We wanted to test how well Windows 2012 R2 data deduplication worked with our set of 83 VHD's totaling 7.09TB. We did not want to test on our production disaster recovery setup so we needed a separate test environment.
We installed an extra 4TB Western Digital Red Pro in our existing Server 2012 R2 DR Server and copied on the first 3.5TB of Virtual Machines. We left the system to dedup overnight and copied more virtual machines on. After a few cycles of this our 7.09TB of VHD's fitted onto the 4TB drive using just 3.07TB. of space.

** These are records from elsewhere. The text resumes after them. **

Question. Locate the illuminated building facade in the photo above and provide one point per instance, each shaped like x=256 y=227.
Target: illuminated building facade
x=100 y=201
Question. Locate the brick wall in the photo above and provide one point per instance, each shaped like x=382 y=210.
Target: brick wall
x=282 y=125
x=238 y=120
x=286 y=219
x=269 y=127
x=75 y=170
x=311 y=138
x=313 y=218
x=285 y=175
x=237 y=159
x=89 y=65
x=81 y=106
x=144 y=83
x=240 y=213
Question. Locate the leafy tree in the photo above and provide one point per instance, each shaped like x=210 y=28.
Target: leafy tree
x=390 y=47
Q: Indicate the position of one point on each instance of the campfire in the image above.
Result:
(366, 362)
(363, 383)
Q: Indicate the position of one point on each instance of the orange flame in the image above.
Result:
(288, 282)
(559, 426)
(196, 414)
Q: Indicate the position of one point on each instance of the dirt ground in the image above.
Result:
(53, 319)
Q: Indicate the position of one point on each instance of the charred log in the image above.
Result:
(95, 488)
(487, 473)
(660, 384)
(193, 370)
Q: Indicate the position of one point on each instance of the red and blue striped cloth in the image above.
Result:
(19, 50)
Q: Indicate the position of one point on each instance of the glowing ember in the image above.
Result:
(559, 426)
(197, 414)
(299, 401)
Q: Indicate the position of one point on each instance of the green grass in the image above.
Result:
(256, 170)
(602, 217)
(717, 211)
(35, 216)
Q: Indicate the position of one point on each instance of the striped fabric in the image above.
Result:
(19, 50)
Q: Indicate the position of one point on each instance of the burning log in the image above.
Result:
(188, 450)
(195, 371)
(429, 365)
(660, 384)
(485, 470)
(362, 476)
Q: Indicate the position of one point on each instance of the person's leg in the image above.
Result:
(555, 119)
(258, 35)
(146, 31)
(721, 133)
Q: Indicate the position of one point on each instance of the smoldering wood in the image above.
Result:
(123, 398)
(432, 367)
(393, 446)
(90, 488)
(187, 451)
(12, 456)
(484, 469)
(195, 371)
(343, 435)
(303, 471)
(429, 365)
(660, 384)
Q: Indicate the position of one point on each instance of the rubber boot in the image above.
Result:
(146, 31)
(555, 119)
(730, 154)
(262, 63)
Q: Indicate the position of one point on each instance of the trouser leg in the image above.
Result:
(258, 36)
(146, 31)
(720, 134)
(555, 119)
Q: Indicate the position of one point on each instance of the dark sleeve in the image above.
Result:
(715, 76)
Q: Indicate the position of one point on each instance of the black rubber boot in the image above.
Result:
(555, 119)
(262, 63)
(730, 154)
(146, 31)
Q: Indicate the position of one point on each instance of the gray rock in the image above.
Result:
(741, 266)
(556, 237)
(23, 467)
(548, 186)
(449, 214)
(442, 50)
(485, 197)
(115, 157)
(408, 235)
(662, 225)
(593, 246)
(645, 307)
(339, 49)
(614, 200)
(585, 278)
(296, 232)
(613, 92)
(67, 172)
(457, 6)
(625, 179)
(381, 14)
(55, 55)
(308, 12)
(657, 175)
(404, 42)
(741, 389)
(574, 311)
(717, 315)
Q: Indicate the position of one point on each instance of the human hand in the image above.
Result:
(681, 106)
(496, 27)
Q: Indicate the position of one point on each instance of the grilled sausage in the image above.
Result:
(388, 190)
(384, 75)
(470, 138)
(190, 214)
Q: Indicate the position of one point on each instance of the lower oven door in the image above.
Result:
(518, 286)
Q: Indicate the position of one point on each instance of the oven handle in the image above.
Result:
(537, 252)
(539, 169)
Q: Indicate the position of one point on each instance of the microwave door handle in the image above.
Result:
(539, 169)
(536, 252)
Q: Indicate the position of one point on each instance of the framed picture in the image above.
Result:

Windows performs deduplication when the system is not busy. The "Chunks" are taken out of the file and and placed in the System Volume Information\Dedup\ChunkStore. Files on the hard drive are now links to the relevant data within the chunkstore. Because of this, you can easily see when the deduplication is complete by the fact that a 200GB file is using "0 bytes" on the disk outside of the ChunkStore.
We next ran our first synchronization over the top of the deduplicated data. The files grew a small amount bigger than "0 bytes". Soon after the sync was complete, the deduplication started again.
Once we starting loading the disk up with lots of simultaneous synchronization, we noticed a significant performance drop when hashing data deduplicated files. With deduplication on a large mechanical disk the capacity to read performance ratio is very poor so the synchronization was unable to complete on our test set of data.
This test failed because we had set unreasonable performance expectations. Even at 130MB/s which is about as fast as the test disk runs in ideal circumstances, hash checking all of this data would take at least 16 hours. We were seeing disk speeds of around 40MB/s, far too slow. In the future we will continue testing Data Deduplication on a RAID 10.